Babylon Berlin still

Babylon Berlin: A Translator’s Tale

Back in autumn 2007, NBG saw great potential in a new crime series by German author Volker Kutscher. ‘Villains galore!’, our reviewer exclaimed. Little did we know that exactly ten years later the series would find its way onto television screens across the world. Niall Sellar, who is translating the books for Sandstone Press, tells NBG his Babylon Berlin tale.

My official involvement with the Gereon Rath series began three years ago, on a Friday after second period. At the time I was teaching Modern Foreign Languages in a Stanmore comprehensive and had just failed to inspire a group of Year 9 French students. Perhaps seeking some sort of consolation, I checked my personal email account. Nothing. The weekend looked bare. Then, finger poised over the mouse, I clicked on junk. I still don’t know why – usually I never bother.

In among the usual assortment of offers and requests, one email stood out. It was from Robert Davidson of Sandstone Press, asking whether I would be interested in translating a German detective novel called Der Nasse Fisch (‘The Wet Fish’). He had my details from New Books in German.

Amazing.

But perhaps even more amazing, I had read the book, having received it as a thirtieth birthday present from my head of department the previous year. I replied in the fifteen minutes between second and third period, and that’s how it all began.

Since then there have been a number of highlights: sitting on a panel at the Goethe-Institut in London to launch Babylon Berlin; listening in Edinburgh (my hometown) as an extract from my translation was read out; and, most bizarrely, learning that Nicola Sturgeon, Scotland’s First Minister, was a fan of the series.

Of these, there is no doubt that the last two were precipitated by the television series, which aired in November of last year. It is now Sky’s most-viewed foreign-language series ever; yet, crime aficionado that I am, I have found it almost impossible to sit down and watch it.

I’m not sure why this is, but perhaps it has to do with ceding ownership, of letting go. Working away in a West Norwood box room, there was a time when I felt as if the books (or at least their English versions) were mine. Now, of course, that’s changed, and rightly so: a series like this should belong to as many people as possible.

When I first heard who was involved in the production, I had an inkling it would be good, and, indeed, from the first moment – a flashback sequence that calls to mind Tom Tykwer’s breakout ‘90s film Lola Rennt – I am gripped. That first sequence is also indicative of some of the differences between the series and the books. Structurally, it would take an audacious writer to begin a novel with an extended flashback sequence. More than that, however, the onscreen Gereon immediately seems more vulnerable than he does in the books, and his counterpart Charly – or Lotte as she is on the screen – occupies a different social class. In the books she is a stenographer and aspiring lawyer whereas in the adaptation she is a prostitute living in much tougher conditions.

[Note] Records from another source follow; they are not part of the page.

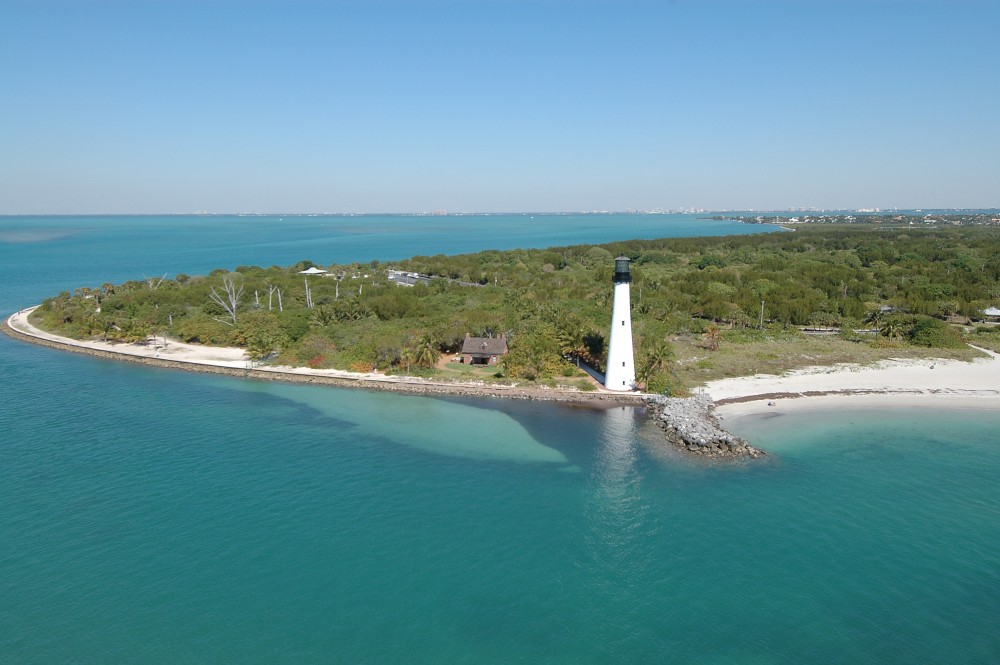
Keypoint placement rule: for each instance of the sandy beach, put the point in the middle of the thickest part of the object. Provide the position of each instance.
(955, 384)
(950, 383)
(234, 362)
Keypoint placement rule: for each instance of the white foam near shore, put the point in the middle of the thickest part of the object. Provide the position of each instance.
(946, 383)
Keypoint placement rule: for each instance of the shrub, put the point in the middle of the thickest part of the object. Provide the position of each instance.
(935, 333)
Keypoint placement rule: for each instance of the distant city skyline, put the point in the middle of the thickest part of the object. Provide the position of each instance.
(178, 107)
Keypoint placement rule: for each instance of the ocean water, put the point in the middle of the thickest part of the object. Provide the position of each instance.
(158, 516)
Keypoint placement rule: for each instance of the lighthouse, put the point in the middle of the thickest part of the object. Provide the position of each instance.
(621, 362)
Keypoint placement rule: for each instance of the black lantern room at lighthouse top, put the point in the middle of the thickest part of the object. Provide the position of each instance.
(622, 273)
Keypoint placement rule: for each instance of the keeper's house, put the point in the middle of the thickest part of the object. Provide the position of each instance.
(483, 350)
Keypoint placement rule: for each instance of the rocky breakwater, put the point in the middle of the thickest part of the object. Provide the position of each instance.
(691, 425)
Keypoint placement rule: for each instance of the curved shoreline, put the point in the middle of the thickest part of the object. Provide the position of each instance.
(223, 361)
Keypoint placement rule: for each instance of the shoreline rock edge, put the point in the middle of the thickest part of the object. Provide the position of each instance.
(690, 425)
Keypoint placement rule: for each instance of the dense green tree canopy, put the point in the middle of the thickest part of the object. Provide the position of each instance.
(554, 304)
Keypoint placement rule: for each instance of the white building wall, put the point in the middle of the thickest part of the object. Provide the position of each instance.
(621, 361)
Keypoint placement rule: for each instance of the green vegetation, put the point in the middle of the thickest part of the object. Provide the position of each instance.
(702, 307)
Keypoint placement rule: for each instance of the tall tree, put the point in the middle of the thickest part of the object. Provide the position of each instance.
(228, 299)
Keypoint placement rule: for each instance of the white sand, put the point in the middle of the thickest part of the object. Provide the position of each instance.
(181, 353)
(172, 350)
(900, 382)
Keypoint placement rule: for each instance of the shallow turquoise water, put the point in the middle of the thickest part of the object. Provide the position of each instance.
(157, 516)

Does this matter? I’m not sure it does. It all looks so slick and I feel, immediately, as though I have been transported to the final years of the Weimar era. One of the functions of the novels is to examine how the Hitler years came about, through the eyes of a politically indifferent, morally compromised hero: a trick that can only work if the reader feels involved enough to forget what history has in store. It is in the attention to period detail that the series remains truest to the books; its recreation of a doomed era seduces the viewer into oblivion. We know that when we come to our senses, it will already be too late.